Thomas Toch

Education policy expert, writer

National Problems Require National Solutions

Originally published in the National Journal.

Before the Clinton-era Improving America’s Schools Act and the Bush-era No Child Left Behind Act we relied heavily on thousands of local school systems to set standards of promote excellence and equity on public education. Not surprisingly, they did so with widely varying degrees of commitment and success.  In response, the Clinton law required states receiving federal funding to establish statewide standards and tests for their students. NCLB added student performance targets and sanctions for underperforming schools.

And rightly so. Our educational challenges are national, not local. Our pursuit of educational equity is far from fulfilled and workers are increasingly competing for jobs with their counterparts around the world. National problems require national solutions. As commentator Matt Miller wrote in The Atlantic in 2008 of relying on local school boards to meet today’s educational challenges: “It’s as if after Pearl Harbor, FDR had suggested we prepare for war through the uncoordinated efforts of thousands of small factories.”

With NCLB and rest of the policy infrastructure constructed over the past two decades to promote a national vision of public education in danger of being swept away by a torrent of criticism from the Left and the Right, the Common Core State Standards are rapidly becoming critical components of the campaign to ensure that local educators hold high expectations for all students.

The standards are rigorous, as they should be. Student and teacher performance aligns with our expectations of them; the higher the bar, the more students and teachers achieve. It’s surprising that George Miller and Margaret Spellings would suggest that the Common Core standards are too rigorous. They’re worry that many students will fail the tougher tests is misplaced. It’s true that more students are likely to struggle with the tests, but there’s a workable solution:  keep standards high (as the National Assessment of Educational Progress has done) and rate schools on how much their students learn each year, not merely on the basis of whether enough of their students hit a state standard (a strategy that encourages states to lower their achievement bars to reduce failure rates, as many did under NCLB).

But it’s far from clear whether states will implement the Common Core standards with fidelity. A lot will depend on new voluntary national tests now under development. Schools tend to teach what’s tested and while a majority of states have signed up with one or both of the consortia building the new tests and the tests are supposed to be aligned with the standards, there’s no way of knowing at this point whether states will actually administer the tests (which are likely to be more expensive than current standardized tests) or where they’ll set passing scores.

If the tests do end up being more rigorous and states adopt them, the only way to avoid a repeat of the NCLB debacle of vast numbers of schools labeled failures is to rate schools to a significant degree on the basis of students’ annual academic growth.
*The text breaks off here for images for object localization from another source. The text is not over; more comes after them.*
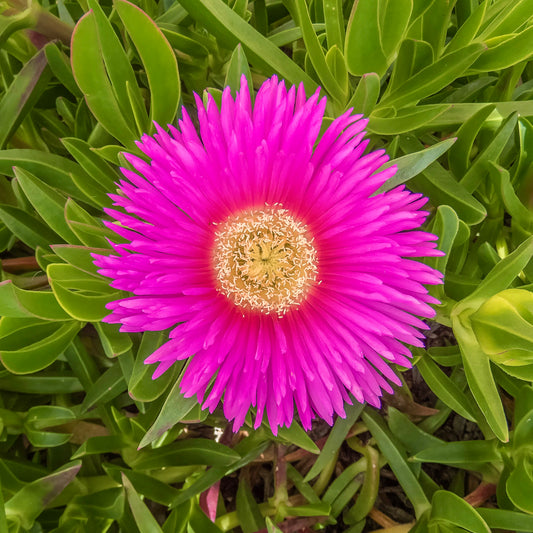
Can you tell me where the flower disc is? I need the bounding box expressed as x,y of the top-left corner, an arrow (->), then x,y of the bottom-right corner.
213,207 -> 318,315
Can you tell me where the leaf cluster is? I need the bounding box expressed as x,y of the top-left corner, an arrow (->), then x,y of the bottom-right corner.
1,0 -> 533,532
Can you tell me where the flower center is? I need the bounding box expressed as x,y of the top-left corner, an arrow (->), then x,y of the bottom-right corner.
213,207 -> 318,314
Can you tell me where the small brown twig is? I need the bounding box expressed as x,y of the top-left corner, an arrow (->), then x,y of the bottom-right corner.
369,508 -> 400,529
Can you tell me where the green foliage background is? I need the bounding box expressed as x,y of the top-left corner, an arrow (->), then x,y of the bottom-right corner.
2,0 -> 533,531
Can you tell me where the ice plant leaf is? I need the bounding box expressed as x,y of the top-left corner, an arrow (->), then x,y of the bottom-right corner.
70,10 -> 138,147
225,45 -> 253,98
477,508 -> 533,532
362,410 -> 431,519
304,403 -> 363,481
44,43 -> 82,97
94,76 -> 443,434
416,355 -> 479,422
274,421 -> 320,454
47,263 -> 122,322
347,72 -> 380,116
386,39 -> 434,95
398,134 -> 487,226
85,0 -> 145,130
448,104 -> 496,179
0,318 -> 82,374
177,0 -> 317,93
445,0 -> 489,54
345,0 -> 412,78
323,0 -> 345,52
378,43 -> 486,109
138,377 -> 199,449
369,104 -> 450,135
0,46 -> 51,149
0,204 -> 62,250
4,462 -> 81,530
14,167 -> 82,246
378,137 -> 456,193
132,439 -> 241,469
0,280 -> 70,321
236,479 -> 266,533
294,0 -> 346,104
430,490 -> 491,533
129,331 -> 180,402
122,474 -> 165,533
114,0 -> 181,130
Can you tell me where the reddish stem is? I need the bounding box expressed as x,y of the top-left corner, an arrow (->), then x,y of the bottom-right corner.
1,256 -> 40,273
464,482 -> 497,507
274,444 -> 288,492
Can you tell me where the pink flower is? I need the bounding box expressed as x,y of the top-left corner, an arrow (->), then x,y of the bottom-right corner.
93,76 -> 442,433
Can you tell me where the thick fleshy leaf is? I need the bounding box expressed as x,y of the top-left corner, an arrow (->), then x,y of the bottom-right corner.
4,461 -> 81,529
274,421 -> 320,455
346,73 -> 380,116
0,317 -> 82,374
453,314 -> 509,442
0,204 -> 61,250
14,167 -> 82,245
362,410 -> 430,519
448,104 -> 496,178
506,455 -> 533,513
44,42 -> 82,97
0,280 -> 70,320
369,104 -> 450,135
48,263 -> 122,322
122,474 -> 165,533
445,1 -> 488,54
430,491 -> 491,533
132,439 -> 241,469
460,112 -> 518,194
224,44 -> 253,97
0,47 -> 51,149
138,377 -> 199,448
416,355 -> 479,422
115,0 -> 181,129
304,403 -> 363,481
71,10 -> 138,147
0,150 -> 94,204
80,363 -> 127,413
379,43 -> 485,109
378,137 -> 456,193
129,331 -> 179,402
398,135 -> 487,225
412,439 -> 502,465
345,0 -> 412,78
294,0 -> 346,103
478,508 -> 533,532
236,479 -> 266,533
178,0 -> 318,93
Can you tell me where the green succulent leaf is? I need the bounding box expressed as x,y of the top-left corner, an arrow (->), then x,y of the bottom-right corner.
114,0 -> 181,129
4,461 -> 81,530
0,47 -> 51,149
0,317 -> 82,374
345,0 -> 413,78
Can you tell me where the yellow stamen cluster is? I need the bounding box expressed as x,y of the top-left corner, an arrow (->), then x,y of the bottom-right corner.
213,207 -> 318,314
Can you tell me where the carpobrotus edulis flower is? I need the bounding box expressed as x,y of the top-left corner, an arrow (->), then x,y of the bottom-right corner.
93,76 -> 443,433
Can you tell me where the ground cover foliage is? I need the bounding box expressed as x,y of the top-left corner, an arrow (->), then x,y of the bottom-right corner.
2,0 -> 533,531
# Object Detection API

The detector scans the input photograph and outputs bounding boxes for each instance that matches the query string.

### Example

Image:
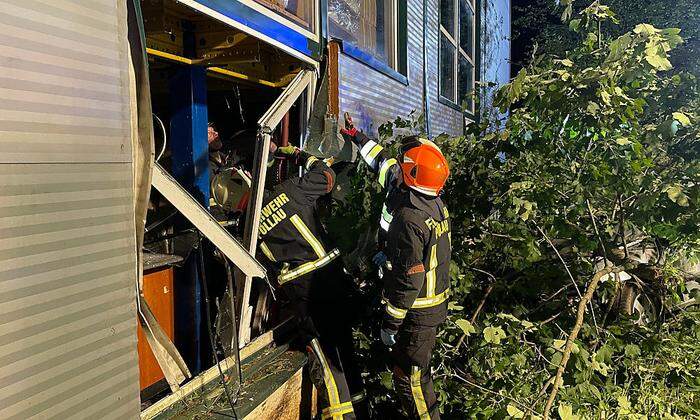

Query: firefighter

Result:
[222,143,364,419]
[341,114,451,419]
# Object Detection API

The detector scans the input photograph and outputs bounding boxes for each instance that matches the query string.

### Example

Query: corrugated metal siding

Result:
[0,1,140,419]
[0,0,130,163]
[337,0,463,137]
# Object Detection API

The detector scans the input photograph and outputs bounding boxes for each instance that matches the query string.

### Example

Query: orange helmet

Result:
[400,139,450,196]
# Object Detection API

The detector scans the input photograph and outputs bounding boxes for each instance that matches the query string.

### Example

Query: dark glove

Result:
[380,328,397,347]
[372,251,388,267]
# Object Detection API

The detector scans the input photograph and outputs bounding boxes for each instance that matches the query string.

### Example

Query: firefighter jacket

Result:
[351,132,451,330]
[257,151,339,285]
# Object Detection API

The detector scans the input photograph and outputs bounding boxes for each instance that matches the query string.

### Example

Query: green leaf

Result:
[483,326,506,344]
[672,112,691,126]
[569,19,581,32]
[616,137,631,145]
[379,371,393,390]
[634,23,659,35]
[557,404,580,420]
[624,344,641,358]
[666,185,690,207]
[456,319,476,336]
[645,53,673,71]
[561,59,574,67]
[507,404,525,419]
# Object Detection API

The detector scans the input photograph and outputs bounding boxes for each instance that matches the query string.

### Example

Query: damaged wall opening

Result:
[138,0,316,412]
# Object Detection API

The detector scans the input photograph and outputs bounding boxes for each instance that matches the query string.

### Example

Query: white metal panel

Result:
[0,0,131,164]
[0,0,140,419]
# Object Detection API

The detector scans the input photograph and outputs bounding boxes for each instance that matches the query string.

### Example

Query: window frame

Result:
[327,0,409,84]
[438,0,479,117]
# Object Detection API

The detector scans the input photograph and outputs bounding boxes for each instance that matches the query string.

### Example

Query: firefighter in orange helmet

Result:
[342,113,451,419]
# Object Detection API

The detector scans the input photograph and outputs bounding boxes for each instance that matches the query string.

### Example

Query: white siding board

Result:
[0,0,139,417]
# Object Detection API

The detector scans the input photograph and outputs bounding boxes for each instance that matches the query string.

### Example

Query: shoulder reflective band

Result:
[259,241,276,262]
[385,301,408,319]
[290,214,326,258]
[278,248,340,284]
[310,338,342,414]
[443,206,449,218]
[410,367,431,420]
[360,140,383,168]
[379,158,398,188]
[425,244,438,296]
[305,155,319,170]
[322,401,354,419]
[380,204,393,232]
[412,289,450,309]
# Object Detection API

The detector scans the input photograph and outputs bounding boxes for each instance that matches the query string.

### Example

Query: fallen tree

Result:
[328,2,700,418]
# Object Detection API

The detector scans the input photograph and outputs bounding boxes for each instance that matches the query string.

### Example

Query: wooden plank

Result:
[242,369,304,420]
[327,41,340,117]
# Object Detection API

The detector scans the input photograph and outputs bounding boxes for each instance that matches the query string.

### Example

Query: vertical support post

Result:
[238,131,272,345]
[169,63,209,374]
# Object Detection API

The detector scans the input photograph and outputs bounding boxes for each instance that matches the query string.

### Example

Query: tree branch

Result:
[535,223,582,299]
[542,266,623,419]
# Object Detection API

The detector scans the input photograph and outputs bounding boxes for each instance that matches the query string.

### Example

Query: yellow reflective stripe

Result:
[311,339,341,411]
[367,144,383,160]
[412,289,450,309]
[426,244,438,297]
[443,207,449,218]
[360,140,378,158]
[382,204,393,223]
[278,249,340,284]
[259,241,276,262]
[290,214,326,258]
[386,301,408,319]
[410,367,431,420]
[321,401,354,419]
[305,156,319,170]
[379,158,398,188]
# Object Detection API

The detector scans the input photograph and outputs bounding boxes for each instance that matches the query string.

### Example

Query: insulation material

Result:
[304,69,355,161]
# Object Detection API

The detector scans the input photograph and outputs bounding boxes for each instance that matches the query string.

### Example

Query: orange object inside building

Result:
[137,268,175,391]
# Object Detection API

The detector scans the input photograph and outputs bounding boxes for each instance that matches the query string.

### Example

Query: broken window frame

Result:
[237,68,318,346]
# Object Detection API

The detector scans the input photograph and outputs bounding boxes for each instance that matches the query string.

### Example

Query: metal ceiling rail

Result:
[146,48,292,87]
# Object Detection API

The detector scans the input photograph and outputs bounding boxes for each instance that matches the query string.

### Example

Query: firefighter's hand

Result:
[380,328,397,347]
[275,145,299,157]
[372,251,388,267]
[340,112,359,143]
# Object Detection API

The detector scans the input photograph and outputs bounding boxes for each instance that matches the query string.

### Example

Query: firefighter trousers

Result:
[391,320,440,420]
[283,261,365,419]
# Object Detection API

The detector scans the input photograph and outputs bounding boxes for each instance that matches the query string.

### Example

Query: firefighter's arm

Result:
[277,146,335,203]
[340,115,399,190]
[382,211,428,332]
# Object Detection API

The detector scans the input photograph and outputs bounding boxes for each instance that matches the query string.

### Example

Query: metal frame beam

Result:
[151,163,266,279]
[237,69,316,345]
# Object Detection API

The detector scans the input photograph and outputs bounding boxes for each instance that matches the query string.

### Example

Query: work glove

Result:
[372,251,388,267]
[340,112,359,145]
[275,145,299,157]
[380,328,397,347]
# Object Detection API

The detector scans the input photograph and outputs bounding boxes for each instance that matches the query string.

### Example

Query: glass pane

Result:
[254,0,314,31]
[440,34,456,101]
[459,0,474,57]
[440,0,455,37]
[459,54,474,111]
[328,0,395,67]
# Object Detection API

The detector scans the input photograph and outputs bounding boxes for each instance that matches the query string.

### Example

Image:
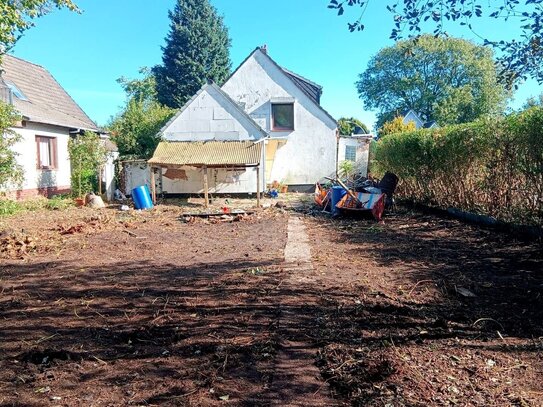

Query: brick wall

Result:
[6,186,71,200]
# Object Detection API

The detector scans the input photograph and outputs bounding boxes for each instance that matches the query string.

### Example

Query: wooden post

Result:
[150,167,156,204]
[203,166,209,208]
[256,166,261,208]
[98,166,103,196]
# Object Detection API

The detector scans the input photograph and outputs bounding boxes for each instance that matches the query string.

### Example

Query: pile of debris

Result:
[0,232,37,259]
[181,210,254,224]
[314,172,399,221]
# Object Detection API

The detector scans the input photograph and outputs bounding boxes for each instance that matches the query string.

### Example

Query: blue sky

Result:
[9,0,543,129]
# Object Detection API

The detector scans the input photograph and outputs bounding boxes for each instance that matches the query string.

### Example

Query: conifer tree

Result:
[154,0,231,108]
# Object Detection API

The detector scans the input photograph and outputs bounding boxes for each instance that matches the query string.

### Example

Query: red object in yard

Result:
[222,206,231,214]
[336,192,386,221]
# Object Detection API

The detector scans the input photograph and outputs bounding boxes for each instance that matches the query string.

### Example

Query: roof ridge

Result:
[3,53,47,70]
[250,49,336,126]
[281,67,323,90]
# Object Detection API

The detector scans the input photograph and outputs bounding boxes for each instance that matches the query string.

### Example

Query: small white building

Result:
[148,46,338,195]
[0,55,117,200]
[338,135,372,177]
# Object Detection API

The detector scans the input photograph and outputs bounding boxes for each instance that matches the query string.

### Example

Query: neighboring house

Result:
[147,46,338,195]
[402,109,438,129]
[338,135,372,177]
[0,54,117,200]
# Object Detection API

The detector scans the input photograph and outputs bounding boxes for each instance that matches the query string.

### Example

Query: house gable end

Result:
[222,48,337,130]
[403,110,424,129]
[160,83,267,142]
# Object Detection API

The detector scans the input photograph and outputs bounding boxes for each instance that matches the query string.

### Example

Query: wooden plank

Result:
[181,210,254,218]
[203,166,209,208]
[98,166,103,196]
[256,166,261,208]
[150,167,156,204]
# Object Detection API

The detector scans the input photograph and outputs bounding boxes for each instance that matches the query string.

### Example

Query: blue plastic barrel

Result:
[331,186,347,215]
[132,185,154,210]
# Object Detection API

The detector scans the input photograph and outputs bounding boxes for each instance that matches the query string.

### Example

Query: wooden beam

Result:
[256,166,261,208]
[150,167,156,204]
[203,166,209,208]
[98,166,103,196]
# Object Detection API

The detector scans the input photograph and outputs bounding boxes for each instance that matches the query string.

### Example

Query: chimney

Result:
[260,44,268,54]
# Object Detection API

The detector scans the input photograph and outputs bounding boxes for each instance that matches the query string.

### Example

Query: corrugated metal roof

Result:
[148,141,261,167]
[0,54,98,131]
That way schools get credit for educating their students, regardless of where students start on the achievement curve.

As for those who say that the Common Core standards are evidence that we can have a national vision of educational excellence without the participation of the federal government, keep in mind that the standards are the product of two decades of work involving Republican and Democratic administrations dating back to the presidency of George H.W. Bush. The Obama administration gave states a powerful incentive to embrace the Common Core standards, developed under the auspices of the National Governors Association and the Council of Chief State School Officers, by making adoption of the standards a prerequisite for receiving federal Race to the Top monies. And the administration is also funding the development of the voluntary national tests that are critical to the Common Core standards’ success.